Aber als ich dem Geräteraum näherkam, tappte ich durch Chaos. Der Flur war nass, überall Wasserpfützen und schmierige Schuhabdrücke, denen ich auswich. Es war auch kein Stöhnen und Keuchen zu hören, mehr ein verzweifeltes Hämmern, durchbrochen von Hilferufen.
Das war ...
„Das gibt's doch gar nicht", murmelte ich noch, rannte los und kam endlich an der Tür an, wo ich von außen dagegenhämmerte.
„Hallo?"
„Oh Gott", hörte ich leise und dazu leises Klopfen. „Lass mich raus ... bitte ..."
Das konnte doch nicht wahr sein! „Beomgyu?" Für einen Moment war es nun vollkommen still und ich schlug erneut mit der flachen Hand dagegen. „Beomgyu, bist du das? Ich bin's, Yeonjun ..."
Auf der anderen Seite der Tür schabte etwas leise, schließlich war ein Murmeln zu hören.
„Kannst du aufsperren? Ist da ein Schlüssel?"
„Moment." Ich drehte mich einmal um mich selbst und fand nichts, also rannte ich los, fand die Putzkammer und damit auch ein Board mit Schlüsseln. Nach kurzem Überlegen nahm ich alle mit, die aussahen als könnten sie passen und kehrte zurück.
„Okay, ich habe Schlüssel, warte, ich muss sie ausprobieren ..."
Auf der anderen Seite herrschte wieder vollkommene Stille. So schnell wie möglich arbeitete ich mich durch die verschiedenen Schlüssel, schimpfte und fluchte, während ich einen nach dem anderen verwarf, bis doch endlich einer in den Zylinder rutschte.
Das Schloss klickte, die Tür schwang auf und ein – im wahrsten Sinne des Wortes – völlig aufgelöster Kerl fiel mir in die Arme. Seine Haare waren feucht, seine Klamotten nass und klamm und während ich seine Handgelenke packte und ihn wegschob, zog Beomgyu beschämt den Kopf ein.
„Tut mir leid."
„Du bist ja ganz nass", raunte ich, „was ist denn passiert?"

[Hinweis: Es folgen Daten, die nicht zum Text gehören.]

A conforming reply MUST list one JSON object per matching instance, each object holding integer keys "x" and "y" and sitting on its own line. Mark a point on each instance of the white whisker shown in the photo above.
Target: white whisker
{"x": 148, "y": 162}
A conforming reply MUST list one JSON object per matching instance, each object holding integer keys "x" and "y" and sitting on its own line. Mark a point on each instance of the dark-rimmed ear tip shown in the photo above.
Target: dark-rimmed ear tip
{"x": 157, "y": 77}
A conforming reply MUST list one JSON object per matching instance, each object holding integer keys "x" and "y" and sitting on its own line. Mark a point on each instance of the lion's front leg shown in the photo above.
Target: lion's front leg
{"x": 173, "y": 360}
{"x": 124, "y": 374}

„Frag nicht." Er seufzte, zog die Schultern hoch und ich packte ihn kopfschüttelnd und nahm ihn mit mir. Die Tür blieb offen, die Schlüssel ließ ich ebenfalls liegen.
Draußen am Auto riss ich die Türen auf, die Heckklappe und beorderte ihn zum Kofferraum. Ich zerrte meine Sporttasche heran, wühlte nach trockenen Klamotten und reichte sie ihm.

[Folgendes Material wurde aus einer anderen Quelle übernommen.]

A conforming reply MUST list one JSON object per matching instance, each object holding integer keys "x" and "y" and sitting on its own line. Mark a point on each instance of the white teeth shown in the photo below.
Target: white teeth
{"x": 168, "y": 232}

„Jetzt zieh schon das nasse Zeug aus, ich guck auch nicht", raunte ich dumpf und blieb am Rand des Wagens stehen, während er sich hinter mir die nassen Sachen auszog und in meine Klamotten schlüpfte.

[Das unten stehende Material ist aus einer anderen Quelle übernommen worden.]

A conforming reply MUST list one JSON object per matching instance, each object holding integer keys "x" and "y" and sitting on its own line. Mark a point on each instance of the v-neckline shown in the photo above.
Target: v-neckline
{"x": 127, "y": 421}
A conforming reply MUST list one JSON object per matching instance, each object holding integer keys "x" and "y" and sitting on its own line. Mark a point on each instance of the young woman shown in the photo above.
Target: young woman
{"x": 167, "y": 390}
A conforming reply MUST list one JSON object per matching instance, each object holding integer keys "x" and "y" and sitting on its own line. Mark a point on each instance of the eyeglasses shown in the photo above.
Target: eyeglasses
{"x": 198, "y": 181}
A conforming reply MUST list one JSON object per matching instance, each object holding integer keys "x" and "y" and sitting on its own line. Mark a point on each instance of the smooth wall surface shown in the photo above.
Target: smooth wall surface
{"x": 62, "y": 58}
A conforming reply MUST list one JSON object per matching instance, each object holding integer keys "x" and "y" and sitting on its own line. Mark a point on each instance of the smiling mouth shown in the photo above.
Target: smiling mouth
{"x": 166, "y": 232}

„Danke", hörte ich ihn schniefen und drehte mich um.
„Besser jetzt?"
Beomgyu nickte, stand da und rang die Hände, schließlich sah er mich an. „Darf ich ...?", flüsterte er, führte aber weder die Frage zu Ende, noch wartete er auf meine Reaktion. Stattdessen schlang er jetzt wie aus dem Nichts beide Arme um meinen Nacken und brachte mich dabei so sehr aus dem Gleichgewicht, dass ich verblüfft stolperte. Ein wenig linkisch erwiderte ich die Umarmung und spürte wie sein bebender Atem meinen Hals streifte.
„Danke ..."
„Schon gut", murmelte ich heiser und schloss sekundenlang die Augen. Mein Herz holperte wie ein Kleinbus mit Motorschaden.